Moreover, lawyers at the U.S. Department of Justice and Securities Exchange Commission have recently laid charges against activist short seller Andrew Left of Citron Research and Toronto-based hedge-fund manager Anson Capital. No doubt the charges are having a chilling effect on the short-selling community at large. .
Not to be overlooked is the rise in short squeezes. The more prominent cases were those orchestrated in “meme stocks” by the Reddit gang (and, as some observers say, the hedge funds behind them).
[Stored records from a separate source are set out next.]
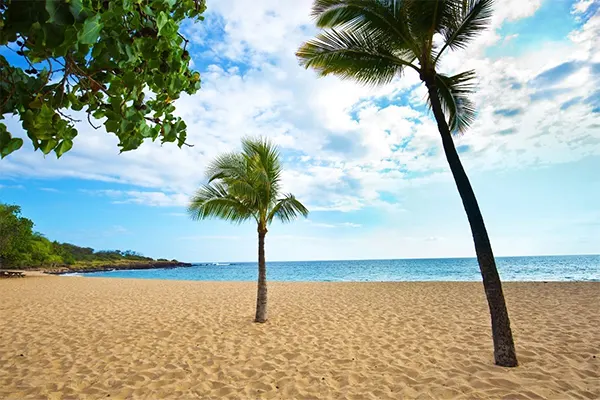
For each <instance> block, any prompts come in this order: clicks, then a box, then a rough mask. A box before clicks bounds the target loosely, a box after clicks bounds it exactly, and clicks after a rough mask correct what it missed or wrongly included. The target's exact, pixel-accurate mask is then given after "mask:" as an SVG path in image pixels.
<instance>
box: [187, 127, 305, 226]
mask: <svg viewBox="0 0 600 400" xmlns="http://www.w3.org/2000/svg"><path fill="white" fill-rule="evenodd" d="M281 172H282V167H281V163H280V160H279V152H278V150H277V147H276V146H274V145H273V144H271V143H270V142H269V141H267V140H265V139H243V140H242V151H241V152H240V153H229V154H224V155H221V156H219V157H217V158H216V159H215V160H214V161H213V162H212V163H211V164H210V165H209V167H208V169H207V175H208V184H206V185H204V186H202V187H201V188H200V189H199V190H198V191H197V192H196V194H195V195H194V196H193V197H192V200H191V202H190V205H189V207H188V212H189V214H190V216H191V217H192V218H193V219H205V218H220V219H224V220H227V221H231V222H236V223H241V222H244V221H247V220H251V219H254V220H255V221H256V223H257V224H258V227H259V229H263V230H266V227H267V226H268V225H269V224H270V223H271V222H272V221H273V220H274V219H279V220H280V221H282V222H290V221H292V220H293V219H295V218H297V217H299V216H307V215H308V210H307V209H306V207H305V206H304V205H302V203H300V202H299V201H298V200H297V199H296V198H295V197H294V196H293V195H291V194H281V193H280V191H281Z"/></svg>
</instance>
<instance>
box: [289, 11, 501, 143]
mask: <svg viewBox="0 0 600 400" xmlns="http://www.w3.org/2000/svg"><path fill="white" fill-rule="evenodd" d="M492 5H493V0H316V1H315V3H314V5H313V10H312V15H313V17H314V18H315V20H316V25H317V26H318V27H319V28H323V30H322V31H321V33H319V34H318V35H317V36H316V37H315V38H314V39H312V40H309V41H308V42H306V43H305V44H303V45H302V46H301V47H300V48H299V49H298V51H297V53H296V56H297V57H298V59H299V62H300V64H301V65H303V66H304V67H306V68H313V69H315V70H316V71H317V72H318V73H319V74H320V75H322V76H325V75H329V74H335V75H338V76H339V77H341V78H343V79H352V80H355V81H357V82H359V83H362V84H366V85H382V84H386V83H389V82H391V81H392V80H393V79H394V78H395V77H400V76H401V75H402V72H403V71H404V69H405V68H407V67H408V68H411V69H413V70H415V71H417V72H418V73H419V76H420V78H421V79H422V80H423V81H425V82H426V83H428V84H433V85H435V86H436V87H437V91H438V93H439V99H440V101H441V102H442V104H443V105H444V109H445V112H446V114H447V118H448V121H447V122H448V125H449V127H450V129H451V130H452V131H454V132H463V131H464V130H465V129H466V128H468V126H469V125H470V124H471V123H472V122H473V120H474V118H475V108H474V107H473V104H472V103H471V101H470V100H469V98H468V96H469V95H470V94H471V93H472V92H473V89H474V82H475V73H474V72H473V71H467V72H463V73H460V74H457V75H454V76H445V75H441V74H438V73H437V71H436V67H437V65H438V62H439V60H440V59H441V57H442V55H443V54H444V53H446V52H447V51H448V49H450V50H456V49H461V48H464V47H466V45H467V44H468V43H469V42H470V41H471V40H473V39H474V38H475V37H476V36H477V35H478V34H479V33H481V32H482V31H483V30H485V29H486V28H487V26H488V25H489V22H490V18H491V13H492ZM434 35H439V37H440V38H441V39H442V41H443V45H442V46H441V47H440V48H437V47H436V45H435V43H434Z"/></svg>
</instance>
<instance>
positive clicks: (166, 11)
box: [0, 0, 205, 157]
mask: <svg viewBox="0 0 600 400" xmlns="http://www.w3.org/2000/svg"><path fill="white" fill-rule="evenodd" d="M204 10H205V4H204V0H177V1H175V0H111V1H108V0H68V1H65V0H38V1H18V0H0V46H2V47H3V48H4V49H6V50H7V51H10V52H14V53H15V54H16V55H15V57H14V58H15V59H16V60H18V61H17V62H15V63H14V64H11V63H10V62H9V61H8V60H7V59H6V58H5V57H4V56H3V55H0V119H3V118H4V115H5V114H15V115H19V117H20V120H21V121H22V125H23V128H24V129H25V131H26V132H27V135H28V136H29V139H30V140H31V142H32V143H33V146H34V148H35V149H36V150H38V149H39V150H41V151H42V152H43V153H44V154H48V153H50V152H51V151H54V152H55V153H56V156H57V157H60V156H61V155H62V154H64V153H65V152H67V151H69V150H70V149H71V147H72V146H73V139H74V138H75V136H76V135H77V130H76V129H75V124H74V123H75V122H77V121H76V120H75V119H74V118H73V117H72V116H71V115H68V114H66V113H65V111H66V110H73V111H81V110H84V111H85V113H87V119H88V121H89V123H90V124H91V125H92V126H94V125H93V124H92V121H91V117H93V118H96V119H99V120H101V121H102V123H103V124H104V126H105V128H106V130H107V131H108V132H112V133H114V134H115V135H116V136H117V137H118V138H119V147H120V148H121V151H127V150H133V149H136V148H137V147H139V146H140V144H141V143H142V142H143V141H144V140H145V139H152V140H156V139H158V138H160V140H161V142H162V143H165V142H177V144H178V145H179V146H180V147H181V146H182V145H183V144H185V139H186V131H185V129H186V125H185V123H184V122H183V120H182V119H181V118H179V117H175V116H174V114H173V112H174V110H175V107H174V106H173V101H174V100H176V99H177V98H179V96H180V94H181V93H182V92H185V93H188V94H192V93H195V92H196V91H197V90H198V89H199V88H200V75H199V73H197V72H193V71H191V70H190V69H189V62H190V58H189V53H188V51H187V50H186V45H187V43H188V41H187V40H186V39H185V38H184V37H183V36H182V35H181V34H180V33H179V32H178V29H179V24H180V23H181V22H182V21H183V20H184V19H186V18H191V19H193V20H201V19H202V15H201V14H202V13H203V12H204ZM7 51H2V53H4V54H6V53H7ZM78 115H85V114H83V113H78ZM95 128H97V127H95ZM22 145H23V140H22V139H21V138H17V137H13V136H12V135H11V133H10V132H8V130H7V128H6V126H5V125H4V124H2V123H0V156H1V157H5V156H7V155H8V154H10V153H12V152H14V151H16V150H18V149H19V148H21V146H22Z"/></svg>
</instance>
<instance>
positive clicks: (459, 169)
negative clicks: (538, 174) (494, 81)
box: [425, 80, 518, 367]
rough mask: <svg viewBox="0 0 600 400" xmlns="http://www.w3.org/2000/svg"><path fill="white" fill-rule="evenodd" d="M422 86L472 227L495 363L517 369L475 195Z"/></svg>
mask: <svg viewBox="0 0 600 400" xmlns="http://www.w3.org/2000/svg"><path fill="white" fill-rule="evenodd" d="M425 84H426V85H427V89H428V91H429V97H430V100H431V108H432V110H433V114H434V116H435V120H436V121H437V125H438V129H439V131H440V135H441V136H442V143H443V146H444V152H445V153H446V159H447V160H448V164H449V165H450V169H451V171H452V175H453V176H454V181H455V183H456V187H457V188H458V192H459V193H460V198H461V199H462V202H463V206H464V208H465V212H466V213H467V217H468V218H469V224H470V225H471V233H472V234H473V241H474V242H475V252H476V253H477V261H478V262H479V269H480V270H481V276H482V278H483V287H484V289H485V295H486V297H487V301H488V306H489V308H490V315H491V319H492V335H493V338H494V359H495V362H496V364H497V365H500V366H503V367H516V366H517V365H518V363H517V355H516V352H515V345H514V342H513V337H512V332H511V329H510V321H509V319H508V310H507V309H506V302H505V301H504V294H503V293H502V283H501V282H500V276H499V275H498V270H497V269H496V261H495V260H494V254H493V252H492V246H491V244H490V239H489V237H488V234H487V230H486V228H485V224H484V222H483V217H482V216H481V211H480V210H479V205H478V204H477V199H476V198H475V193H474V192H473V188H472V187H471V183H470V182H469V178H468V177H467V174H466V172H465V170H464V168H463V166H462V164H461V162H460V158H459V157H458V153H457V152H456V148H455V147H454V141H453V140H452V134H451V133H450V129H449V128H448V124H447V123H446V119H445V117H444V113H443V110H442V106H441V104H440V100H439V97H438V92H437V88H436V87H435V82H434V81H433V80H431V81H430V82H427V81H426V82H425Z"/></svg>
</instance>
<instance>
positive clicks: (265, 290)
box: [254, 229, 267, 323]
mask: <svg viewBox="0 0 600 400" xmlns="http://www.w3.org/2000/svg"><path fill="white" fill-rule="evenodd" d="M266 234H267V231H266V230H261V229H259V230H258V293H257V295H256V317H255V318H254V322H260V323H263V322H266V321H267V263H266V260H265V235H266Z"/></svg>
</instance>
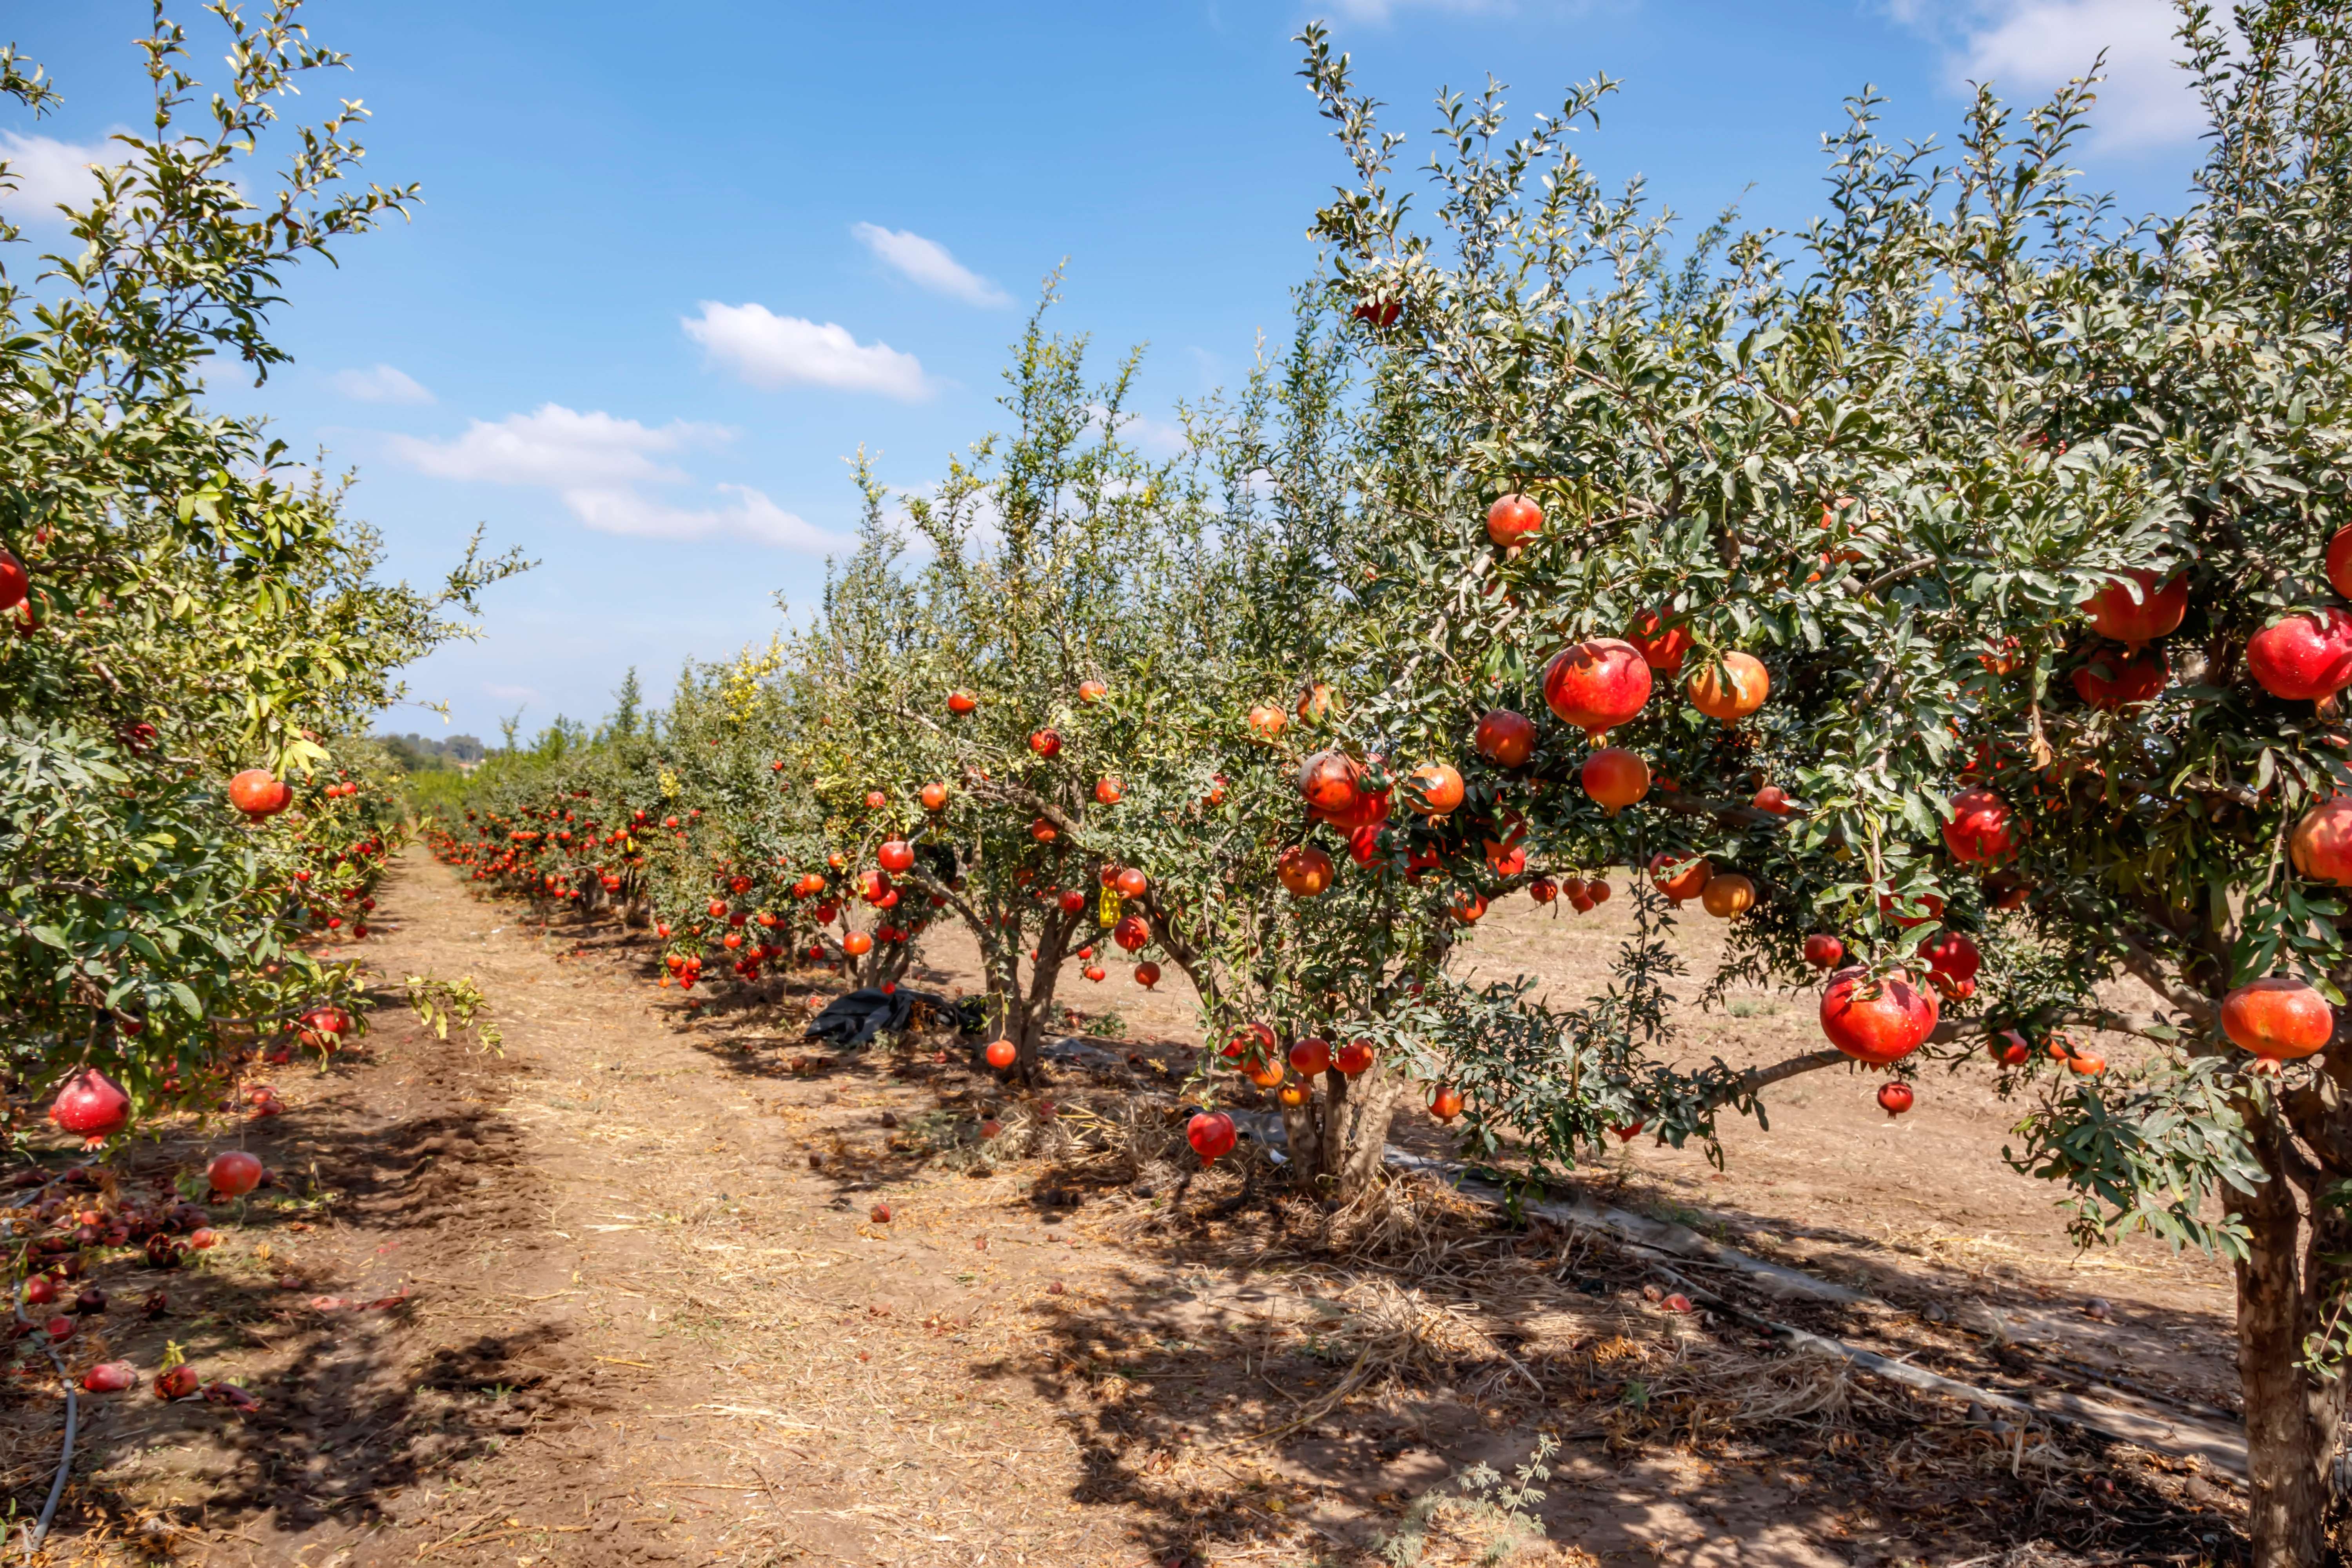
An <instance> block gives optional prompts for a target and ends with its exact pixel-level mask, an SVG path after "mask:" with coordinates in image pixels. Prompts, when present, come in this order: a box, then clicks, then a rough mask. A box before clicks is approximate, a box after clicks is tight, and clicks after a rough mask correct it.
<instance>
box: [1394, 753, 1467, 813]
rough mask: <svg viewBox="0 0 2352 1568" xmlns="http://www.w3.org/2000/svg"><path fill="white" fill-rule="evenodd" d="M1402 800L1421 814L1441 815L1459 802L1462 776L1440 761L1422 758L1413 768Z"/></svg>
mask: <svg viewBox="0 0 2352 1568" xmlns="http://www.w3.org/2000/svg"><path fill="white" fill-rule="evenodd" d="M1404 802H1406V804H1409V806H1411V809H1414V811H1421V813H1423V816H1444V813H1446V811H1454V809H1456V806H1461V804H1463V776H1461V773H1458V771H1456V769H1451V766H1446V764H1444V762H1423V764H1421V766H1418V769H1414V776H1411V780H1409V785H1406V790H1404Z"/></svg>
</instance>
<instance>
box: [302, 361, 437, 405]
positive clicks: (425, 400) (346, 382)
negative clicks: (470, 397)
mask: <svg viewBox="0 0 2352 1568" xmlns="http://www.w3.org/2000/svg"><path fill="white" fill-rule="evenodd" d="M327 383H329V386H334V390H336V393H341V395H343V397H355V400H358V402H433V393H428V390H426V388H421V386H419V383H416V378H414V376H409V374H407V371H400V369H393V367H390V364H374V367H369V369H339V371H334V374H332V376H327Z"/></svg>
There have also been squeezes created through swaps and other financial instruments that hide the moves of family offices (which are unregulated). One instant came to light in July when a court ruling found Archegos Capital Management guilty of market manipulation in stocks heavily sold short, notably GSX Techedu (a Chinese online education company).
Quite a few challenges face short sellers, and many of them have exited the market. In 2023, there were 14 funds in the HFR Short-Bias Hedge Fund Index, compared to 50 in 2008.
Yet, as Mr. Chanos told Bloomberg Television: “This is the golden age of fraud. There’s just so many companies now that are playing games, trying to take advantage of investors. So, we need short sellers more than ever.”
6. End note
S3 Partners was the source for short-sales data. It was selected because Canada has many companies interlisted on exchanges in the United States, and S3 Partners sums short positions (currency-adjusted) across both countries. Other data sources for short sales data don’t do this. Also note that short positions, regardless of data source, may not be purely bearish bets because of trades made for hedging/arbitrage reasons.
Larry MacDonald is a regular contributor to the Globe & Mail and author of a new book, The Shopify Story: How a Startup Rocketed to E-commerce Giant.